6 weeks later, I was able to fly to Houston for the first time to spend a few days with her and 2 months later, she flew to Kentucky for the first time to be with me while I was at my best friend’s wedding. We were a long-distance relationship for the first 10 months of our relationship, with a distance of around 800 miles between us. We traveled back and forth to see each other as often as we were able to until I was finally able to move to Houston with her in the middle of 2019. We’ve done a photoshoot together, been on the Absolut float during World Pride in NYC, and we’ve been in a commercial for Facebook together. We’ve been on a couple of podcasts and even hosted a workshop about trans relationships where we opened up about our experiences dating while being transgender and how our relationship with one another is different than anything we’ve ever experienced.

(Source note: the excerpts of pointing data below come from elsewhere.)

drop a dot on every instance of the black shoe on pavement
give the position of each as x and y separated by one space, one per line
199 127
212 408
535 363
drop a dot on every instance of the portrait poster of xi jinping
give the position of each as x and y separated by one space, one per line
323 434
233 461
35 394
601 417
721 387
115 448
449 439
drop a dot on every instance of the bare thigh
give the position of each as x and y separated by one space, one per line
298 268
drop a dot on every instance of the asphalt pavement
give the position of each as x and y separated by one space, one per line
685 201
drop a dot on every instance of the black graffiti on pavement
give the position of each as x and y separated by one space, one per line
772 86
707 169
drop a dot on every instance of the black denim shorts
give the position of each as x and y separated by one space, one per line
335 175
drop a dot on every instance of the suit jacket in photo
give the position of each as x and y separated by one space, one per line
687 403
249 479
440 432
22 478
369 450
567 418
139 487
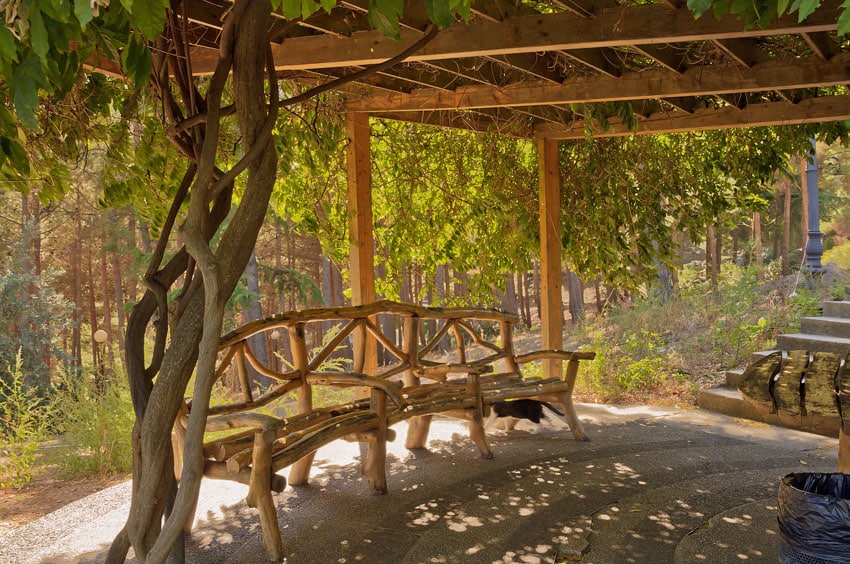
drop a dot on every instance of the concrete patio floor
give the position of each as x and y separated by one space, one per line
654 485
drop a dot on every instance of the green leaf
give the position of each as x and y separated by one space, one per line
38 34
82 9
806 8
149 17
291 9
136 59
58 10
308 8
699 7
439 12
8 48
844 18
25 97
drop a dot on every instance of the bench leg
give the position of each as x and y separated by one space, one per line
476 424
417 432
260 496
299 473
375 465
571 417
479 436
566 399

Transitioning was the biggest act of self-love I could’ve done for myself. I have absolutely no regrets for finally choosing myself and my own personal happiness for the first time in my life. Because of my anxiety, depression, and lack of positive self-image, I never saw myself living past 25 years old. I never saw myself marrying a man, bearing my own children, or just walking this earth as a woman. I felt like I was being forced into it when I knew, deep down, that that isn’t who I am. Becoming Alex was me taking complete control over my life and my future. I’m approaching 26 years old and I now know we only have one life to live and we all deserve to live a life full of happiness, love, and laughter, no matter what that looks like. I’m proud to be a transgender man, and anyone, family member or not, who tries to erase my existence is missing out on an incredible human being who is still choosing to live his life because he finally sees the value in living. Not everyone will agree with my existence or vote for people like me to have the same rights as everyone else, but there are over 1.5 million Americans that identify as transgender and we’re certainly not going anywhere.”